Shivanandroy / simpleT5

simpleT5 is built on top of PyTorch-lightning⚡️ and Transformers🤗 that lets you quickly train your T5 models.
MIT License
382 stars 61 forks source link

How to resume training? #43

Open RK-BAKU opened 1 year ago

RK-BAKU commented 1 year ago

Hi guys! Is it possible to continue training from specific checkpoint?

mgh1 commented 1 year ago

This is important! Any help on this one?

CherylChaoNYCU commented 1 year ago

@RK-BAKU @mgh1

Hi, for me I just load the model I saved and then keep training on the model:

model.load_model("t5", 'file/to/your/trained/model', use_gpu=True)

the rest is all the same for training

MAX_EPOCHS = 3

torch.cuda.memory_summary(device=None, abbreviated=False) torch.utils.checkpoint

model.train(train_df=df[0:(int)(0.7TRAINNING_SIZE)], eval_df=df[(int)(0.7TRAINNING_SIZE):TRAINNING_SIZE], source_max_token_len=MAX_LEN, target_max_token_len=SUMMARY_LEN, batch_size=5, max_epochs=MAX_EPOCHS, outputdir='/content/gdrive/MyDrive/HW5_HL_gen/t5model',use_gpu=True)

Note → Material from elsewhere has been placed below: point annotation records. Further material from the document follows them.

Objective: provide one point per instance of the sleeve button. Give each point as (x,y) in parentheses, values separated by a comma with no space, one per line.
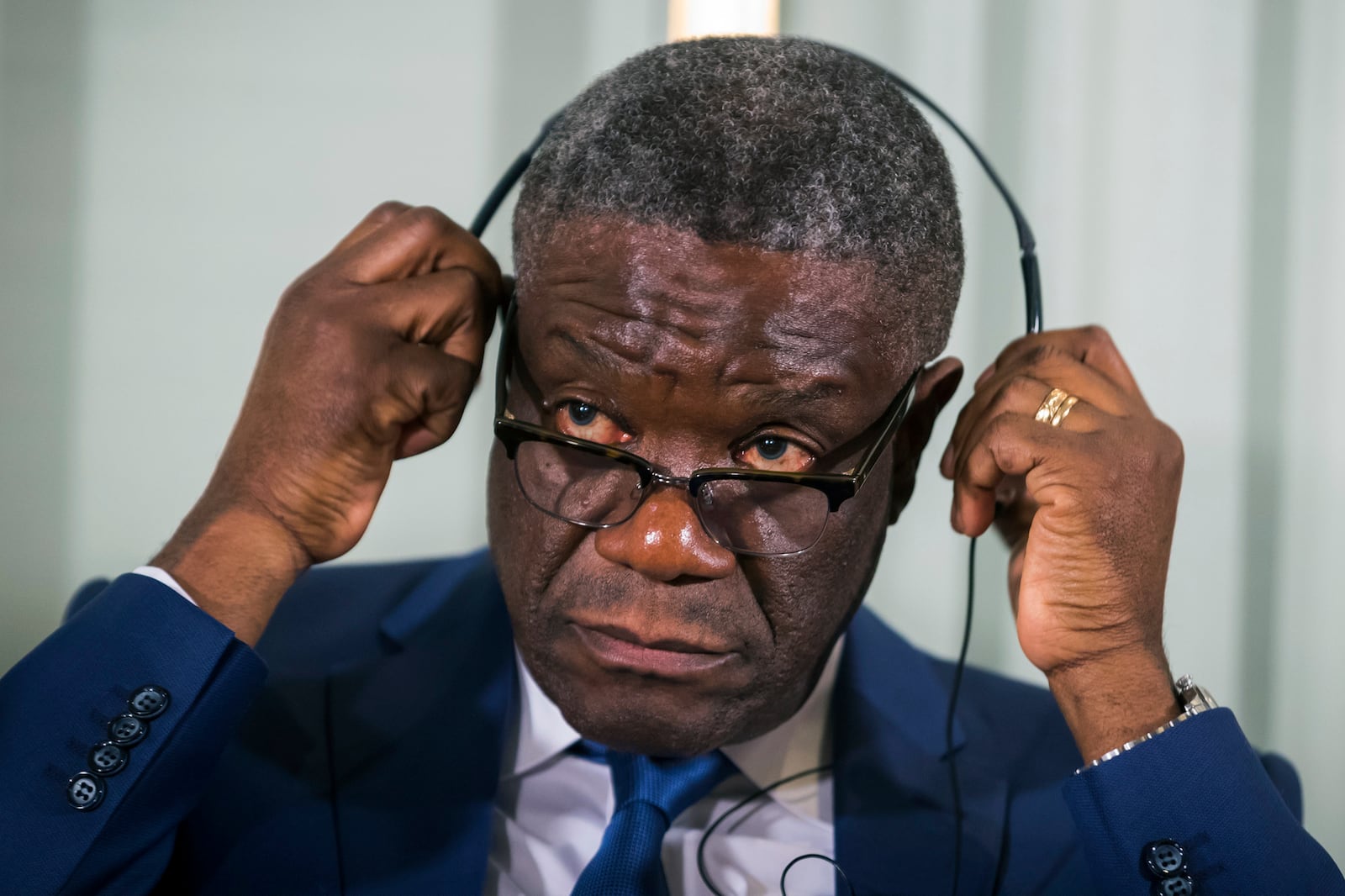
(85,791)
(148,703)
(1163,857)
(127,730)
(107,759)
(1177,885)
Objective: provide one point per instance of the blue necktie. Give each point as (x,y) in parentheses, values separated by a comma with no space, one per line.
(650,793)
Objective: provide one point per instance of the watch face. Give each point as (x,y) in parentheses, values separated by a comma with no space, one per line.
(1194,697)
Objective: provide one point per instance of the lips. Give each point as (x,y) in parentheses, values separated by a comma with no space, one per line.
(620,649)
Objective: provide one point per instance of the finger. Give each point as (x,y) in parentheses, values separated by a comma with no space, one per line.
(381,214)
(1010,445)
(1089,345)
(1026,393)
(416,242)
(428,392)
(447,309)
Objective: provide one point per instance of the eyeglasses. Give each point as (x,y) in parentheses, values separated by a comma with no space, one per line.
(750,512)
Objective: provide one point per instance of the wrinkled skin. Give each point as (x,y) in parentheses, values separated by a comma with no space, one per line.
(696,351)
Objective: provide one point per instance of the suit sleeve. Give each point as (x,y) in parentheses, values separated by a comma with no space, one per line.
(67,825)
(1234,815)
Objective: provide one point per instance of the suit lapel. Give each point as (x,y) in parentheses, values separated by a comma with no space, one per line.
(416,737)
(894,822)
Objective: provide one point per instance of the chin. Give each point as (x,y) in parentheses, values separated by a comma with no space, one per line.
(652,714)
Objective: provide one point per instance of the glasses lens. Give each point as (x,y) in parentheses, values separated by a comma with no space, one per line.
(763,517)
(578,486)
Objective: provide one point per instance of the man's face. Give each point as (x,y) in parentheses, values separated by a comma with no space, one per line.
(649,635)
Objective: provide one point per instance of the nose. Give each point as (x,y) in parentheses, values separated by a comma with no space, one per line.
(665,541)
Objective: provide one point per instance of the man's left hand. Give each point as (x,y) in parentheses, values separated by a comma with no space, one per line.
(1087,506)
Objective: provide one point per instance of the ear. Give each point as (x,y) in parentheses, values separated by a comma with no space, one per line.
(938,382)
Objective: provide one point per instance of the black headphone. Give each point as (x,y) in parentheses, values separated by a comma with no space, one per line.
(1032,295)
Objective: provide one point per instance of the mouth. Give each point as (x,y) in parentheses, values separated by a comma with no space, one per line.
(623,650)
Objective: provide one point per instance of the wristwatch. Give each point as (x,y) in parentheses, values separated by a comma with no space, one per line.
(1194,700)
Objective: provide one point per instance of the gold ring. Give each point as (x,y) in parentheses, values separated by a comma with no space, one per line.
(1051,403)
(1064,410)
(1056,407)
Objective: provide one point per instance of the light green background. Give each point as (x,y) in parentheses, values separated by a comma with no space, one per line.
(167,167)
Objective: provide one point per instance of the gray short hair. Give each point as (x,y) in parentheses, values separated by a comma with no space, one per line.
(775,143)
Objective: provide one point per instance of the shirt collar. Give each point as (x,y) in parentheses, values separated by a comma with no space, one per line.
(799,743)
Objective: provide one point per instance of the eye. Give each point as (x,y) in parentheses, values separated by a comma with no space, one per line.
(777,455)
(583,420)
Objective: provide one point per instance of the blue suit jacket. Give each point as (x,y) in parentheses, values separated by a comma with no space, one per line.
(363,754)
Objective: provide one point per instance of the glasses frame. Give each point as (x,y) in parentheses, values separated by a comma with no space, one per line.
(837,488)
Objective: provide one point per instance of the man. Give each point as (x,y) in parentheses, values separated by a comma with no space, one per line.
(737,261)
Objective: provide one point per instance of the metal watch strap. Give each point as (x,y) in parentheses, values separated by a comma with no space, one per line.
(1194,700)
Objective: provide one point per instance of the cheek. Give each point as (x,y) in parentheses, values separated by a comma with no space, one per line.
(528,546)
(810,598)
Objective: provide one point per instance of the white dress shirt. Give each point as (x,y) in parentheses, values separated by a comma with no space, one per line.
(551,806)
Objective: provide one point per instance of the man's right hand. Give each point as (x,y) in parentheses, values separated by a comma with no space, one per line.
(370,356)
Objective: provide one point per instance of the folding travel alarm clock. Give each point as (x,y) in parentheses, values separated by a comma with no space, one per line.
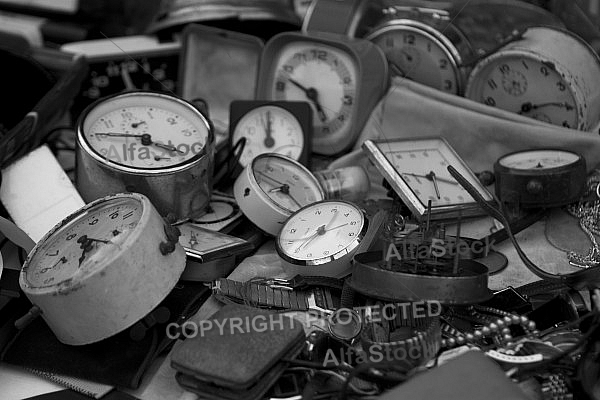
(147,142)
(342,78)
(102,268)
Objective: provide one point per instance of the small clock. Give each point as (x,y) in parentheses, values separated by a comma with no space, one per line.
(423,45)
(321,238)
(272,187)
(102,268)
(139,62)
(341,77)
(549,74)
(417,171)
(283,127)
(540,177)
(147,142)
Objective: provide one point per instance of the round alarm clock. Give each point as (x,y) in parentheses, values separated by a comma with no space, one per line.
(548,74)
(272,187)
(540,178)
(321,238)
(341,77)
(146,142)
(423,45)
(102,268)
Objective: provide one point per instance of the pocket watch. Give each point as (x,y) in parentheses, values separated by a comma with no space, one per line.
(146,142)
(272,187)
(423,45)
(321,238)
(548,74)
(102,268)
(341,77)
(125,63)
(283,127)
(417,171)
(540,177)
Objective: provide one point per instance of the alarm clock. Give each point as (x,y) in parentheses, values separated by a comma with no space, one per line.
(138,62)
(548,74)
(341,77)
(272,187)
(283,127)
(102,268)
(417,171)
(146,142)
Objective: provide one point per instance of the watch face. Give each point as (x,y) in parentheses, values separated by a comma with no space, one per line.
(419,53)
(321,231)
(286,182)
(524,85)
(323,75)
(152,72)
(269,129)
(538,160)
(143,130)
(83,242)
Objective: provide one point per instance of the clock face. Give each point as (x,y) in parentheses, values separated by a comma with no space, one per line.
(83,242)
(322,231)
(527,86)
(156,72)
(286,183)
(419,55)
(269,129)
(144,130)
(539,160)
(323,75)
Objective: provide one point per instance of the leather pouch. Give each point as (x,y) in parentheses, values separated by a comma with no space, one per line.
(237,354)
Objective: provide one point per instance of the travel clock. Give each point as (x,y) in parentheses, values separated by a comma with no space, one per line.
(549,74)
(417,171)
(102,268)
(146,142)
(540,177)
(283,127)
(272,187)
(341,77)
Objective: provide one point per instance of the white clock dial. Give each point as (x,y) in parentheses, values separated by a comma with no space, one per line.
(529,87)
(420,56)
(322,232)
(322,75)
(538,159)
(269,129)
(147,132)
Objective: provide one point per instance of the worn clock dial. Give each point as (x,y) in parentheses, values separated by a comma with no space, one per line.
(418,55)
(76,248)
(269,129)
(321,231)
(528,87)
(150,133)
(322,75)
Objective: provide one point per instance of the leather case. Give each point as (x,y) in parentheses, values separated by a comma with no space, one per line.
(237,354)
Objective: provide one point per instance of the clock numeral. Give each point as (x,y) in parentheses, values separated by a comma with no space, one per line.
(490,101)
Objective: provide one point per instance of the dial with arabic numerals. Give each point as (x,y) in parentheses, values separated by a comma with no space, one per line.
(547,74)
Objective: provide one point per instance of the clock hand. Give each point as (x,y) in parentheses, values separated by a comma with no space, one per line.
(431,177)
(312,95)
(528,106)
(146,139)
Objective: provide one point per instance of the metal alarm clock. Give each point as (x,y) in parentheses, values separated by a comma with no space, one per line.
(147,142)
(549,74)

kolaganisankar commented 5 months ago

@RK-BAKU @mgh1

Hi, for me I just load the model I saved and then keep training on the model:

model.load_model("t5", 'file/to/your/trained/model', use_gpu=True)

the rest is all the same for training

MAX_EPOCHS = 3

torch.cuda.memory_summary(device=None, abbreviated=False) torch.utils.checkpoint

model.train(train_df=df[0:(int)(0.7_TRAINNING_SIZE)], eval_df=df[(int)(0.7_TRAINNING_SIZE):TRAINNING_SIZE], source_max_token_len=MAX_LEN, target_max_token_len=SUMMARY_LEN, batch_size=5, max_epochs=MAX_EPOCHS, outputdir='/content/gdrive/MyDrive/HW5_HL_gen/t5model',use_gpu=True)

How do you save the model?

Because there doesnt seems to be any save model.